A risk of greater local managerial discretion in a large firm is less effective governance (Williamson 1975, 1985; Fama and Jensen 1983a, 1983b). The risks of separating of ownership from control and the distortions to knowledge flows in hierarchies drives the internal organisation of large firms and the division of decision control and decision management rights between the board and management (Fama and Jensen 1983a, 1983b; Williamson 1985).

The separation of decision management rights, vested in hired managers, from decision control rights, vested in the board of directors, is a common governance safeguard against conflicts of interest in business, professional and non-profit organisations, large and small (Fama and Jensen 1983a, 1983b).

Decision management rights cover the initiation and the implementation of decisions. Decision control rights involve the ratification and the monitoring of decisions. Managers and division heads carry out the production decisions, budgets and policies on wages, hours, staffing and job designs developed by head office and which are ratified by the board of directors (Fama and Jensen 1983b, 1985).

Competition between different sizes, shapes and internal organisational forms of firms all vying for sales, cheaper sources of supply and investor support sifts out the keener priced, lower cost, and more innovative enterprises (Alchian 1950; Stigler 1958). These lower-cost firms will be able to under-sell their higher cost rivals.

The winning firm size and internal organisational shape is that configuration which meets any and all problems the firm is actually facing and seizes more of the entrepreneurial opportunities that are within its grasp (Stigler 1958; Alchian 1950).
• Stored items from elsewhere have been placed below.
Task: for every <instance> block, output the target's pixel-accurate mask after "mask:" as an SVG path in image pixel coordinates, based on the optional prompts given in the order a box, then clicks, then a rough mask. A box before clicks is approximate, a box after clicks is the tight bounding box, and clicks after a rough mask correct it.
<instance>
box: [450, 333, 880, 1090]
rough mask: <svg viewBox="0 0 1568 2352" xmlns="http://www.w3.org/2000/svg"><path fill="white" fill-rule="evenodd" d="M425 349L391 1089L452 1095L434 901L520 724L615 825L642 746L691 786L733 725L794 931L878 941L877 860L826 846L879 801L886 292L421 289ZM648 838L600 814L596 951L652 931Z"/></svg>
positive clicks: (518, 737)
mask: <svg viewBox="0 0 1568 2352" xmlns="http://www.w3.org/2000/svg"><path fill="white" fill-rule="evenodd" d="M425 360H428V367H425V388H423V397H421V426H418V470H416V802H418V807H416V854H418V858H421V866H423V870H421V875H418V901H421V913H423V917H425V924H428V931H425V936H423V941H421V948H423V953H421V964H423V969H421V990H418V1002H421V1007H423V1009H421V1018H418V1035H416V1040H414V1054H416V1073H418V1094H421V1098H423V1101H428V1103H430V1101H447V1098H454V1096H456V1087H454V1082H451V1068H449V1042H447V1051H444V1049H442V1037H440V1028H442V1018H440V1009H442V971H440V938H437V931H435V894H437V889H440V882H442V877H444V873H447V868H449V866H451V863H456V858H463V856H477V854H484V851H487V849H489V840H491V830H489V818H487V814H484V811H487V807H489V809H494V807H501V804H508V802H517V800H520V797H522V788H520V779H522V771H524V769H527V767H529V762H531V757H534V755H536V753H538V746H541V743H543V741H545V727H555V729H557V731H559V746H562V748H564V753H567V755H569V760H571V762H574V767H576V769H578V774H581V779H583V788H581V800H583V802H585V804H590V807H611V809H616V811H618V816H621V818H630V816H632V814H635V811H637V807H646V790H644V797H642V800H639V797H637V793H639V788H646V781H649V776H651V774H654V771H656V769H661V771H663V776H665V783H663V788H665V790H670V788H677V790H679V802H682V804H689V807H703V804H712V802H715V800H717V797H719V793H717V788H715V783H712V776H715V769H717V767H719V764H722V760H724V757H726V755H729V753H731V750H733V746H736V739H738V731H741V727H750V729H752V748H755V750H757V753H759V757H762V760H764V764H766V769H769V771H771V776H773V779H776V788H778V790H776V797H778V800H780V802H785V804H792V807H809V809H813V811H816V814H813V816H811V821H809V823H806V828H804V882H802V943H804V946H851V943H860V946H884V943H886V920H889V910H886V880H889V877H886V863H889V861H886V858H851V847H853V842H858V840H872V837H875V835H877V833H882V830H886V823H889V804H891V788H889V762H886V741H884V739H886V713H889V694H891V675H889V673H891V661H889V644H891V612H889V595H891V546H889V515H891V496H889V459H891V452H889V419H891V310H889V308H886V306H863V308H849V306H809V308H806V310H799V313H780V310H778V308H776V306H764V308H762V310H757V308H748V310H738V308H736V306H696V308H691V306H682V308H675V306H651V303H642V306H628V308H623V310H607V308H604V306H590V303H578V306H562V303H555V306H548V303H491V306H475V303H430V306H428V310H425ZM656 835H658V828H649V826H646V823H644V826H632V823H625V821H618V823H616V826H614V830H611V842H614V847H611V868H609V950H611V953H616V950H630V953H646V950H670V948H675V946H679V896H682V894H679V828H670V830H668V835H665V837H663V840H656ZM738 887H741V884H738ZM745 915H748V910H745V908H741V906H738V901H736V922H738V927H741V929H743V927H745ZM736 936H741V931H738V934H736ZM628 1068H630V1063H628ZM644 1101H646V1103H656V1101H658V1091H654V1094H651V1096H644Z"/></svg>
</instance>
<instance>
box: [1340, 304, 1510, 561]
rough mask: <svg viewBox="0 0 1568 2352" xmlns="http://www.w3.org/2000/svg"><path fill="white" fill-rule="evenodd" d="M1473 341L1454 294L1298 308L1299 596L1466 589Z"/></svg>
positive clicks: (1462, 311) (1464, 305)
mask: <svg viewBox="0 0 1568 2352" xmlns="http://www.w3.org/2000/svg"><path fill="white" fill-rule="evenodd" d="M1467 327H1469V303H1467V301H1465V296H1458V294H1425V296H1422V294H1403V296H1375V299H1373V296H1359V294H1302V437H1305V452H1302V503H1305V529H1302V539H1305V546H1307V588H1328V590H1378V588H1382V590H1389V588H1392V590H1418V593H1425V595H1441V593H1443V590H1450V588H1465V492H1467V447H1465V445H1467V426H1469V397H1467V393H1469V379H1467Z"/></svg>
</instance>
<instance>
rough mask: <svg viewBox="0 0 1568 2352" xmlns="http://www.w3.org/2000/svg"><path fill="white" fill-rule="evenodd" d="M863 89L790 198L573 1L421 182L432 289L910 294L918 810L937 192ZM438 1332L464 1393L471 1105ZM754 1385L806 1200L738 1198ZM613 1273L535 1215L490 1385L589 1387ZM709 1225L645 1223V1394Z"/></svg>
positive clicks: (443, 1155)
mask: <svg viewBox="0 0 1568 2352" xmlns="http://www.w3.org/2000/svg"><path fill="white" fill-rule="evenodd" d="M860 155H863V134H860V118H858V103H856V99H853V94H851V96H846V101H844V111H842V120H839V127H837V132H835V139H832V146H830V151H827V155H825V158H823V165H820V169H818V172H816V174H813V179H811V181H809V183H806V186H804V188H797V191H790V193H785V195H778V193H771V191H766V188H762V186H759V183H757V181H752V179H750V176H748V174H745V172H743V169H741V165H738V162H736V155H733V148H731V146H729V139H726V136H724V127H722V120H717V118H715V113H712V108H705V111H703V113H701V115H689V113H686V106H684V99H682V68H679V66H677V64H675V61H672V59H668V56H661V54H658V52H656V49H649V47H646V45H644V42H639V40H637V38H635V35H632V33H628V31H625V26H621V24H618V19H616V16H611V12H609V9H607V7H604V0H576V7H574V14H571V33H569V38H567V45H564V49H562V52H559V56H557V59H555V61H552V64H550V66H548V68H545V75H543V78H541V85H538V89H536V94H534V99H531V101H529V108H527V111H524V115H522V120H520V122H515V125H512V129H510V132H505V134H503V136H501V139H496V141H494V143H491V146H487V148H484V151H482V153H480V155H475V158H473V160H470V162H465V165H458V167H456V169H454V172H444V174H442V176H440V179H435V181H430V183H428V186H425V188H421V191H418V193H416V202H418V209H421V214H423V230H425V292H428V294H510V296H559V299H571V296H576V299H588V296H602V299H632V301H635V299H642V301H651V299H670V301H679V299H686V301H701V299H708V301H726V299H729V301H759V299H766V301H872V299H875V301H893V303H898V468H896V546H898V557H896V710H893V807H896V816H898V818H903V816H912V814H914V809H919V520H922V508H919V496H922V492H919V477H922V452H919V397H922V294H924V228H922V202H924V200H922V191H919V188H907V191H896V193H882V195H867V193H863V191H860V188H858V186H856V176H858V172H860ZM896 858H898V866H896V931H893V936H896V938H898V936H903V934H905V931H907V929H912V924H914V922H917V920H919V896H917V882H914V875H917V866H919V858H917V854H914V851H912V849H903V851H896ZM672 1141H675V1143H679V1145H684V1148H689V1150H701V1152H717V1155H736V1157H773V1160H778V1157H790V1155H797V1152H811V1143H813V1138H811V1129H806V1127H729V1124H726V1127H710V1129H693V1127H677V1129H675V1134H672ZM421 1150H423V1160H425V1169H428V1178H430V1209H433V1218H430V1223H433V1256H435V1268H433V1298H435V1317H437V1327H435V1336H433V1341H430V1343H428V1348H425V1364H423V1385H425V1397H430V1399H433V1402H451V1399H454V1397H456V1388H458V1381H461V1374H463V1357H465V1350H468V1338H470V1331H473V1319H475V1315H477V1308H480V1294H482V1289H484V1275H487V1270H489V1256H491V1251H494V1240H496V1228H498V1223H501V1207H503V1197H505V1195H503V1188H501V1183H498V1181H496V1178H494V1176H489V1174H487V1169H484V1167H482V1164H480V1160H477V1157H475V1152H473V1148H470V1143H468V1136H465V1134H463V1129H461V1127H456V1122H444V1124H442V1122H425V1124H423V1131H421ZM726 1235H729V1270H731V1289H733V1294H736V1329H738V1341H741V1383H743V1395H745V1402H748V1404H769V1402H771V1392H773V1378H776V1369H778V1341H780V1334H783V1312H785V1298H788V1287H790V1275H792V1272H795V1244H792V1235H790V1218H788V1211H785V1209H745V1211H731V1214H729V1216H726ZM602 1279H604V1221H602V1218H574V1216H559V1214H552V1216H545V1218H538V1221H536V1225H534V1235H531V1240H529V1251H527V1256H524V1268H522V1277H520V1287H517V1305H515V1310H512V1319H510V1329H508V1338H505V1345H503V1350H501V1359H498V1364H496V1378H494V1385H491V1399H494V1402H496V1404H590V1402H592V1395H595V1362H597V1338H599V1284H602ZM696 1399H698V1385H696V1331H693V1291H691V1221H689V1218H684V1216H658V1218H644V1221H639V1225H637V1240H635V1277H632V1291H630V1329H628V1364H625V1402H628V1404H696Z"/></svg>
Large firms invest heavily in mimicking the nimbleness of small firms. Some firms re-create some of the advantages of being small by organising into M-form hierarchies made up of product divisions to improve performance monitoring, identify managerial slack, encourage mutual monitoring, promote competition within the firm for top-level management positions and facilitate comparisons of compliance with the policies of head office (Klein 1999; Fama and Jensen 1983a, 1983b; Williamson 1975, 1985).

Large firms must develop organisational architectures to assign decision rights, reward employees, and evaluate the performance of employees and business units. The aim is to empower subordinates with the requisite local knowledge with the power to act swiftly and the incentive to make good decisions. The organisational architecture of a firm encompasses the assignment of decision rights within the firm, the methods of rewarding individual employees, and the structure of the systems that evaluate the performance of individual employees and business units.

Poor cost control, budgetary excess and any lack of innovation and initiative over products designs and pricing, input mixes and wage and employment policies will reflect in relative divisional performances and overall corporate profits.

Any news of less promising current and future net cash flows will feed into share prices and into the labour market prospects of both career managers and the members of boards of directors (Manne 1965; Jensen and Meckling 1976; Fama and Jensen 1983a, 1983b; Demsetz 1983; Demsetz and Lehn 1985). To survive, managerial firms must balance delegation with more centralised control (Fama and Jensen 1983a; McKenzie and Lee 1998).

One way of balancing delegation with centralised control is simply to reorganise the firm on a regular basis as market circumstances change and entrepreneurial judgements about the future are updated. This regular reorganisation of the firm may seem fickle, but the firm must adapt or die. Firms must be efficiently fickle in their organisational forms.

Not only is whatever is, is efficient, any attempt to change whatever is, is efficient, because otherwise it wouldn’t be attempted. Of course, these reorganisations are entrepreneurial ventures that are never guaranteed success.